Oh yeah, it works. I’ve personally gone through a moth genus and corrected a 5-digit number of IDs and after a year or so of work, the CV now gives correct suggestions nearly all the time for that genus. It wasn’t an overnight fix though.
I see two fundamental problems with the Micromeria example:
a) Micromeria is a difficult genus.
- For La Palma it’s easy, there is only 1 species.
- But for Tenerife it’s highly complicated, several species and recent taxonomy changes or controversies. So for the time being one can only say that a Micromeria cannot be M. herp. - but mostly not what the correct name should be instead.
b) The geographical granularity.
The shown hexagons give cause for hope. And the demarcation should actually be easier for islands, since the coast is the undisputed border there, while it is more difficult for mountains (e.g. California). But I wonder if the mentioned
could make some trouble ?
We’ll see what happens in the long run when I continue with my corrections (which I interrupted to start this discussion).
Adding correct IDs is the best way to fix the problem, but note that there’s a delay between when you make the IDs, when the updated IDs are exported for training a new model, and when the new model is released. That whole process takes at least two months.
Oh hopefully not - the name is now considered obsolete.
Unfortunately, it took powo quite a long time to publish the newly recognized names. And of course, iNat needs to be updated first. I’ll set some corresponding flags soon. This is going to be a very difficult operation, and since the new rules, curators no longer seem to like making big swaps, but that would be necessary.

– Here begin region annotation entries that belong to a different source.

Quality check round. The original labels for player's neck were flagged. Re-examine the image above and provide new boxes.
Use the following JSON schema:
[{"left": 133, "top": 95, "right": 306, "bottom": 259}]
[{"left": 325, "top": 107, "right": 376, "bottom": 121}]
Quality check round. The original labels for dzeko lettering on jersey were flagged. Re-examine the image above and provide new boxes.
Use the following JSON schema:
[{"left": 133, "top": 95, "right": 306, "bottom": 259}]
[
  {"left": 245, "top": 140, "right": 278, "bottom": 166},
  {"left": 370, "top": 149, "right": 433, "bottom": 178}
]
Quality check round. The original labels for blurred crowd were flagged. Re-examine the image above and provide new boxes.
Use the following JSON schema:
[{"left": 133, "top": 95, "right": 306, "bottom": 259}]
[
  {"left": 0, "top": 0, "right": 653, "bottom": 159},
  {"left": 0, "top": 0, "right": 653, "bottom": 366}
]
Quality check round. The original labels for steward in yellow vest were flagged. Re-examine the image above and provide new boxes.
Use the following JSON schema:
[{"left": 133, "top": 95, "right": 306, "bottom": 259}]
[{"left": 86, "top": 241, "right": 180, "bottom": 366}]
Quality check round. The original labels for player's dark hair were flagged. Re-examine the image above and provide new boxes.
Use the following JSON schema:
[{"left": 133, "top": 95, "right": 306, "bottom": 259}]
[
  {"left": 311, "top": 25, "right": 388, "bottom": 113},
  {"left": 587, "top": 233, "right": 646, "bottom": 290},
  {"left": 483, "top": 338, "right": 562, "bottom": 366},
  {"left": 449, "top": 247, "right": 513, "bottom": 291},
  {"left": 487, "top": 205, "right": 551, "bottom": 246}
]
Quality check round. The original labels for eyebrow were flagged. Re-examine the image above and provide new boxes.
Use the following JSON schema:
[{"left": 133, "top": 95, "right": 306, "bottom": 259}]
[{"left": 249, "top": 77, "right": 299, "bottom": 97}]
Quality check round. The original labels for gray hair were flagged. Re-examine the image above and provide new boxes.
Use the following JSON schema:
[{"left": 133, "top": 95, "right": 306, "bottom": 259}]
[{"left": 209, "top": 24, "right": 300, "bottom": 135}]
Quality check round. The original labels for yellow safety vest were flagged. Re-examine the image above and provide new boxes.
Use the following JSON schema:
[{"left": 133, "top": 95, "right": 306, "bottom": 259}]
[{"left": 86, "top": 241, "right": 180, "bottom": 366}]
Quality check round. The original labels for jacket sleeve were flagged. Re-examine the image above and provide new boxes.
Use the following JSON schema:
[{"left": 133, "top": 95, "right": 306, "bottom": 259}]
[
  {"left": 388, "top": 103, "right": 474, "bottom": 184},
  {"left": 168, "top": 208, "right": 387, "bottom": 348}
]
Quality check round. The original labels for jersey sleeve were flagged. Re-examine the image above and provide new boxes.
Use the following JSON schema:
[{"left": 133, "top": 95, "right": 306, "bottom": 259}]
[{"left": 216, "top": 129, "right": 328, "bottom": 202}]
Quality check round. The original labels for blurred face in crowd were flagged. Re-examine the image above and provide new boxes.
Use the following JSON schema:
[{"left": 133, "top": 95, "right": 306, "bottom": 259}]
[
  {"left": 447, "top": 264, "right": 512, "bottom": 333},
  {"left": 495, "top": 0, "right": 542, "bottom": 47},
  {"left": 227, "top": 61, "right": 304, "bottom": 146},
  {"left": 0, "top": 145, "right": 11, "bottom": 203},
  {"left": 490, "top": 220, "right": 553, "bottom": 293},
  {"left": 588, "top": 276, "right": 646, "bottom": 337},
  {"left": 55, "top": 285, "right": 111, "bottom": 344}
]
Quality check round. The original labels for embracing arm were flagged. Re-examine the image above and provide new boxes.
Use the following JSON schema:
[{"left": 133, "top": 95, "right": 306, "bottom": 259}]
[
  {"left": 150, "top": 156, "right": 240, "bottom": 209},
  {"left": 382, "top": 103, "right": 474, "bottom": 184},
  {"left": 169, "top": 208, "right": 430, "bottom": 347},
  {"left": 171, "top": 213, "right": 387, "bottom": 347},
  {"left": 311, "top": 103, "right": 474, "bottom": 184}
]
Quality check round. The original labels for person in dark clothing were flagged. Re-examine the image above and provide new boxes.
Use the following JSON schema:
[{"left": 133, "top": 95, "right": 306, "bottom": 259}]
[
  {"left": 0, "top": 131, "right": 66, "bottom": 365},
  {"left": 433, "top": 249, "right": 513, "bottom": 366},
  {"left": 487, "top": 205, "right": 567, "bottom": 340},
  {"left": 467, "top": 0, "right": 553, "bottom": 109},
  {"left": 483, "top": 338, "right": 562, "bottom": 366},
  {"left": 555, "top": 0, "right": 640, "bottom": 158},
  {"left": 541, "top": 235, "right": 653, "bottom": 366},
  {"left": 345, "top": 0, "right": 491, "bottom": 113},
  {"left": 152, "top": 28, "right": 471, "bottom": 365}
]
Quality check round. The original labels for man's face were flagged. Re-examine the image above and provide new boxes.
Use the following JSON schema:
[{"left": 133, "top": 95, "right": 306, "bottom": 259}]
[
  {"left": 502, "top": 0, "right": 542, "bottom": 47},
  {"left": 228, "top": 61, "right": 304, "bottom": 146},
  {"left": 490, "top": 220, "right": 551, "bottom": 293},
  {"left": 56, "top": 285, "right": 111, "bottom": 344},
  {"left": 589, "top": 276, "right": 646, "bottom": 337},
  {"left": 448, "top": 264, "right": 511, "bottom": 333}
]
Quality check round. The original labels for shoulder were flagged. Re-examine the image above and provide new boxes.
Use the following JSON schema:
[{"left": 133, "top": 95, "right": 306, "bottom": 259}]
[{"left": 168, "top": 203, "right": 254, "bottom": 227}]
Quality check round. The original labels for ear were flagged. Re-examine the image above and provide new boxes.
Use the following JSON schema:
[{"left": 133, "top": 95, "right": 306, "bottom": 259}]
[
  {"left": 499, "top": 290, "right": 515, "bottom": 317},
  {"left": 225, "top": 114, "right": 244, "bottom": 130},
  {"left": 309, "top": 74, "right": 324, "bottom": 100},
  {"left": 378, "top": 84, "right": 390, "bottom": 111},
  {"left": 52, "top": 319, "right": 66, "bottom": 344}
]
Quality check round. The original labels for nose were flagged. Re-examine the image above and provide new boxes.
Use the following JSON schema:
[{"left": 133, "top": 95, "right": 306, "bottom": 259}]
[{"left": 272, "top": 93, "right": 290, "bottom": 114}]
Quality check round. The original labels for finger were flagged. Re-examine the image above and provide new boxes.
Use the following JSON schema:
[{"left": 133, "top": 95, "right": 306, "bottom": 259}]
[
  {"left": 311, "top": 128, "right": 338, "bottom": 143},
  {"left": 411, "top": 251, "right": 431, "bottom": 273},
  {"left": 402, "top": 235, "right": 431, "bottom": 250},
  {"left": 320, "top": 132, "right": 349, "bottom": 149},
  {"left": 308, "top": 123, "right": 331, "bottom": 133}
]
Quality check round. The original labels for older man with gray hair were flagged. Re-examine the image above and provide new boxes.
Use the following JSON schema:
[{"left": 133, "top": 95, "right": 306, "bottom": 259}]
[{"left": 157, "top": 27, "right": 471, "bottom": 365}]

If you can add that as a copypasta (using a text expander or whatever) then more people who care about the taxon will know and - like ripples in a pond - your effort will spread wider. And it will no longer always be you who makes the needed corrections.

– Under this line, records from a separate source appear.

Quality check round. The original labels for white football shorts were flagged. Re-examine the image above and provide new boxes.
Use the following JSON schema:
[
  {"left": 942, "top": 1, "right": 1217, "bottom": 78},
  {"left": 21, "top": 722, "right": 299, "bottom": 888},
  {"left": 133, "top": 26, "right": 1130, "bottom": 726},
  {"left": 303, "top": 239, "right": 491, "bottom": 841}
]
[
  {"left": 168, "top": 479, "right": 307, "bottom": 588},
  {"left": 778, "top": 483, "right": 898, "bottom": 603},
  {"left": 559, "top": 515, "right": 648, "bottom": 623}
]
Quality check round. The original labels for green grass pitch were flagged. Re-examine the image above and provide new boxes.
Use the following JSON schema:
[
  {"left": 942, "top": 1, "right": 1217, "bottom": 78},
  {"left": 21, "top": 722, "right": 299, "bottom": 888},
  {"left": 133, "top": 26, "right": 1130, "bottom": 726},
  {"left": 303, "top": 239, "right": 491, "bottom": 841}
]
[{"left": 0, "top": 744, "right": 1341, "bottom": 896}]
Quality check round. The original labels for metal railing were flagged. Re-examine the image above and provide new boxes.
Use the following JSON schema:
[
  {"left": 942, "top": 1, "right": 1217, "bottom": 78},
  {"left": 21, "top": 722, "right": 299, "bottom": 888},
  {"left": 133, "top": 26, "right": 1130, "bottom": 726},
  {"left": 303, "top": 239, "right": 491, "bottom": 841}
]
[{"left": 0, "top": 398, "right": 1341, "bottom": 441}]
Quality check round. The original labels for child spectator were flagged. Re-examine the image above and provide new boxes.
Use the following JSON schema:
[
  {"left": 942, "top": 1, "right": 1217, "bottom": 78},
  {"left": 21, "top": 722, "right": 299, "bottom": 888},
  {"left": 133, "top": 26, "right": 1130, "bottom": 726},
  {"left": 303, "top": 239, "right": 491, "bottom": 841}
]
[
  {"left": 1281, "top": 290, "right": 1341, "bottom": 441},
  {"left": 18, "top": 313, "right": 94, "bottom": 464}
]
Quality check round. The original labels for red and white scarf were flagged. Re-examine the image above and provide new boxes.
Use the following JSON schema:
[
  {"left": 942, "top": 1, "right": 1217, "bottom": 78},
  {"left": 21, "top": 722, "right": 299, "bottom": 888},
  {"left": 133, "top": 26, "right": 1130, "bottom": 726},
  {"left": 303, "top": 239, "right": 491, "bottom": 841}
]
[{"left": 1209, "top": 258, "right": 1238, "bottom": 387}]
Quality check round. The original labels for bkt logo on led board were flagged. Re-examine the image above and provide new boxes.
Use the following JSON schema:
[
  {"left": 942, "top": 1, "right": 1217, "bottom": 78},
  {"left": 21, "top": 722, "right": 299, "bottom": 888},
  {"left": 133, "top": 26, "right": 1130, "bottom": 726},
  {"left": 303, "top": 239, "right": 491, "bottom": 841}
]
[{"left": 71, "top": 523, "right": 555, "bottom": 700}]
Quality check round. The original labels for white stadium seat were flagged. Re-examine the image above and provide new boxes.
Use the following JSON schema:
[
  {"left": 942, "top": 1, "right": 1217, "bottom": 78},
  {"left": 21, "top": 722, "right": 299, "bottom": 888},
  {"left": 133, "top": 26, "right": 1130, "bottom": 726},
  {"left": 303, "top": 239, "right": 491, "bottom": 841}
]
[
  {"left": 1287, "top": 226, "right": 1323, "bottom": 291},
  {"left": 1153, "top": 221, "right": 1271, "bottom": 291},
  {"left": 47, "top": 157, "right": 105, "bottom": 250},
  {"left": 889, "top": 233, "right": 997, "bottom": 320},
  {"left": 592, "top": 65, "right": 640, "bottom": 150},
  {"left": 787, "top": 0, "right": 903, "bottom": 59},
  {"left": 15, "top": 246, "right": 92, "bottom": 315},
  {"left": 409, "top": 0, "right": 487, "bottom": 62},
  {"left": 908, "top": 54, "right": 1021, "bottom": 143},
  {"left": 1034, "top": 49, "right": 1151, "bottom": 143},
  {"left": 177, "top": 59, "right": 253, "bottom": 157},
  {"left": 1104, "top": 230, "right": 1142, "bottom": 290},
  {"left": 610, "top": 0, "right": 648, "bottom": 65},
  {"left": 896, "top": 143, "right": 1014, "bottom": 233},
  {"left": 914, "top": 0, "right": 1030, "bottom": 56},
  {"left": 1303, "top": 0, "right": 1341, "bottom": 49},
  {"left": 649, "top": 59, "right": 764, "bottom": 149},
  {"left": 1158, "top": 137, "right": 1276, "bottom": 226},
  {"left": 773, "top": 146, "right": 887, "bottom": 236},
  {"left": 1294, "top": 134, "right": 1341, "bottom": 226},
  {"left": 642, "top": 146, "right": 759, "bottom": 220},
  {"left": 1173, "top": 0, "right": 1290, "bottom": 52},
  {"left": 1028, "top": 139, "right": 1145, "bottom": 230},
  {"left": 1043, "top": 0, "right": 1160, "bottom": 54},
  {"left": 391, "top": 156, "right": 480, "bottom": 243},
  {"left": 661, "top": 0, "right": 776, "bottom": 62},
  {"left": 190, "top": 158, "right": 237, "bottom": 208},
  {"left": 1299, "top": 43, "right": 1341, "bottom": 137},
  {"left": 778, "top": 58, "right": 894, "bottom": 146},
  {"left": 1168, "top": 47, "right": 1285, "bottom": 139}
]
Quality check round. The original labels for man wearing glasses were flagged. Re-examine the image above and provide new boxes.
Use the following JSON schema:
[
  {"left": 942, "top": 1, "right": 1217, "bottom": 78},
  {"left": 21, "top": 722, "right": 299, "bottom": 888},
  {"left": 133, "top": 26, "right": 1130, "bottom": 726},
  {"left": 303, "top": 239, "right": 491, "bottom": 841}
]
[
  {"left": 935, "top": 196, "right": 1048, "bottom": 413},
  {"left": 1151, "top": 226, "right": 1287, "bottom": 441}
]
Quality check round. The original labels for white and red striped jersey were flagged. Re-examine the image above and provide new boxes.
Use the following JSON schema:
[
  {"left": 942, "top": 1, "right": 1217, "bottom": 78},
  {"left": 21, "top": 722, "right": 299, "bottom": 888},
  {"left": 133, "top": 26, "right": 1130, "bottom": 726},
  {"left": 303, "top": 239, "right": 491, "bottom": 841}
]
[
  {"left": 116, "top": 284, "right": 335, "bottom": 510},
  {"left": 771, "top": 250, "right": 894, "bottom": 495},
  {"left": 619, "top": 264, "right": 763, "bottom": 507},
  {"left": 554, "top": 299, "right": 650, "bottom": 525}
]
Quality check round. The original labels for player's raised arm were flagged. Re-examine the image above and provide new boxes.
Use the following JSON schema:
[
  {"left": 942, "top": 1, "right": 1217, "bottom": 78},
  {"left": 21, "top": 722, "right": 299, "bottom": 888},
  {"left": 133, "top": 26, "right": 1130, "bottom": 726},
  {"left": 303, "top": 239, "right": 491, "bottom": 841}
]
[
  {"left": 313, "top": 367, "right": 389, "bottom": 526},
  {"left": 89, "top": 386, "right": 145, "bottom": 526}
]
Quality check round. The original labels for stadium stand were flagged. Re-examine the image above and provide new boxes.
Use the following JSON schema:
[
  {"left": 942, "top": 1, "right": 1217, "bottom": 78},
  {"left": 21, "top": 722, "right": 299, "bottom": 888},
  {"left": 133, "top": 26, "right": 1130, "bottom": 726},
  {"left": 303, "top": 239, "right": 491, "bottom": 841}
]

Sorry - don’t understand what you mean by
?
When you add a correct ID, if you also leave a comment (copy and paste or however you prefer to do it) you mentor others to help you. I try to keep my English translatable, but sometimes I slip - sorry.
That may be useful in other geographical regions. However, as for the plants of the Canary Islands, the bulk of the identification work has been on me for years now. Other competent users have withdrawn or are doing relatively little.
And who wants to do a lot of stupid correction work?
Even I don’t know when my frustration threshold will be reached.
So in this case (M. herp.), any extra comment would cost valuable time and will rarely encourage others to help.
Exception: thx @dgwdoesthings
Those who want to stop seeing stupid mistakes
What @DianaStuder was suggesting would take a fraction of a second for each observation, especially since this is a common occurrence you can set up standard “copy pasta’s”. I dont think it is fair to assume that putting information on why you are disagreeing will rarely encourage others to help. (The existence of that information to a situation I was unaware of by you complaining on the forum got me to help and I’m sure there’s more out there.)
This can be as simple as a document you maintain where you copy set responses from or a simple downloaded program that inputs a block of text with a keystroke. There is info elsewhere on the forum on how to set that up.